Scott Pratt


In good faith

PART I

Wednesday, August 27

Eight men and four women. A dozen citizens filing slowly past the defense and prosecution tables beneath the stern scrutiny of a white-haired judge. All wore the dazed look of people who’ve been forced to sit for days in a place they’d never been, listen to the words of men and women they’d never seen, and pass judgment on a fellow human being.

The gallery was sadly bereft of spectators. Misty Bell, a young female newspaper reporter with short chestnut hair and curious hazel eyes, sat dutifully holding her notebook on the front row to my left. Two seats to her right sat the victim’s son, an overweight, sad-looking man in his sixties with sagging jowls and receding gray hair that curled around his ears like smoke from a smoldering cotton ball. Aside from those two and me-I was sitting in the center of the back row-the gallery was empty.

The defendant, a wiry man named Billy Dockery, stood next to his lawyer at the defense table as the jury filed past. Dockery was gangly and in his mid-thirties. His dark hair snaked past his shoulders, framing a flat face that had maintained a perpetual smirk throughout the two-day trial. He wore civilized clothing-a dark gray suit, white shirt, and navy blue tie-but I knew he was anything but civilized. Beneath the veneer was a cruel and dangerous sociopath.

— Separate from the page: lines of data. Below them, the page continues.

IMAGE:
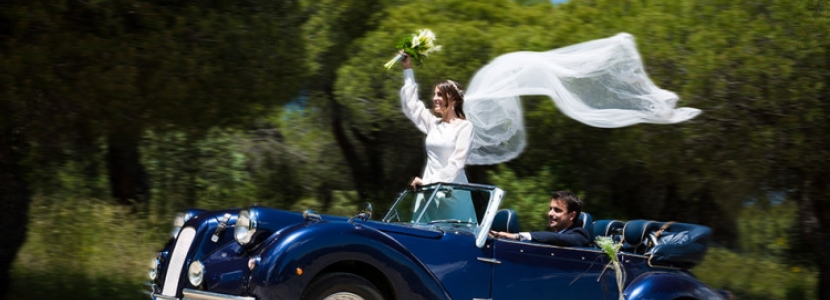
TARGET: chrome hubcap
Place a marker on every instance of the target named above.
(343, 296)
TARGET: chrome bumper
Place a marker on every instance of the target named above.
(190, 294)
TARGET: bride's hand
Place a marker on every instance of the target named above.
(406, 62)
(416, 183)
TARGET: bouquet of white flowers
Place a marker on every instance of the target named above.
(418, 47)
(611, 249)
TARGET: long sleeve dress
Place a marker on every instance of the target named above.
(447, 146)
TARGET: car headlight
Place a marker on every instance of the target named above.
(245, 228)
(196, 273)
(178, 222)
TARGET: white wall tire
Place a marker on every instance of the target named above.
(341, 286)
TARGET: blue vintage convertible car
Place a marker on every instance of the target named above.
(432, 244)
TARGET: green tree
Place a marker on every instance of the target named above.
(74, 71)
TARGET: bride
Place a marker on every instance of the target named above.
(601, 83)
(449, 134)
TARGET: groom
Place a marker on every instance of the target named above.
(565, 228)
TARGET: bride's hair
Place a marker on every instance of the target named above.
(453, 91)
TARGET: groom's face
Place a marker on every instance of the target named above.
(559, 216)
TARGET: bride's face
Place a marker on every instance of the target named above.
(438, 102)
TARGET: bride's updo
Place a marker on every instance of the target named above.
(453, 91)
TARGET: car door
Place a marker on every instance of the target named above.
(525, 270)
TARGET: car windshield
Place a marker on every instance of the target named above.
(440, 203)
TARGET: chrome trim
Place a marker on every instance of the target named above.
(155, 296)
(191, 294)
(490, 260)
(176, 262)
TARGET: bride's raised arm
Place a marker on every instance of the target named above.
(413, 108)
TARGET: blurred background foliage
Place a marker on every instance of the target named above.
(117, 114)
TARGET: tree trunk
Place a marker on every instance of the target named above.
(128, 180)
(15, 199)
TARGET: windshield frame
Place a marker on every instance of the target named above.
(480, 230)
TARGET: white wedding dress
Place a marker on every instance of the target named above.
(447, 146)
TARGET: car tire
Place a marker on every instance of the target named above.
(345, 286)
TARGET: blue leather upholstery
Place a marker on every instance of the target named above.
(681, 245)
(636, 232)
(506, 220)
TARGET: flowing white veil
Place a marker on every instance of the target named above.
(601, 83)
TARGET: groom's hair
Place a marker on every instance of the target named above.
(573, 202)
(453, 90)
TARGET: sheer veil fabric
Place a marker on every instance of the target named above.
(601, 83)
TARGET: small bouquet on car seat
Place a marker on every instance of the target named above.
(609, 247)
(419, 46)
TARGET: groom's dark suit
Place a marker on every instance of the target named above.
(573, 236)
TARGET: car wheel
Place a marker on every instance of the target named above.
(341, 286)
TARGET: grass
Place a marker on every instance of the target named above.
(85, 250)
(756, 277)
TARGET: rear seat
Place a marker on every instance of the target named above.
(635, 235)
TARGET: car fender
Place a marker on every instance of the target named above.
(301, 252)
(667, 286)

His lawyer was James T. Beaumont III, a longtime practitioner of criminal defense whom I’d known casually for many years. Beaumont was in his late fifties and was somewhat of a celebrity in northeast Tennessee. He favored fringed buckskin jackets and string ties and wore a beige cowboy hat outside the courtroom. A long, light brown mustache and goatee, heavily specked with gray, covered his upper lip and chin. With his longish hair, clear blue eyes, and deep drawl, he reminded me very much of Wild Bill Hickok-at least the way they portrayed him in the movies.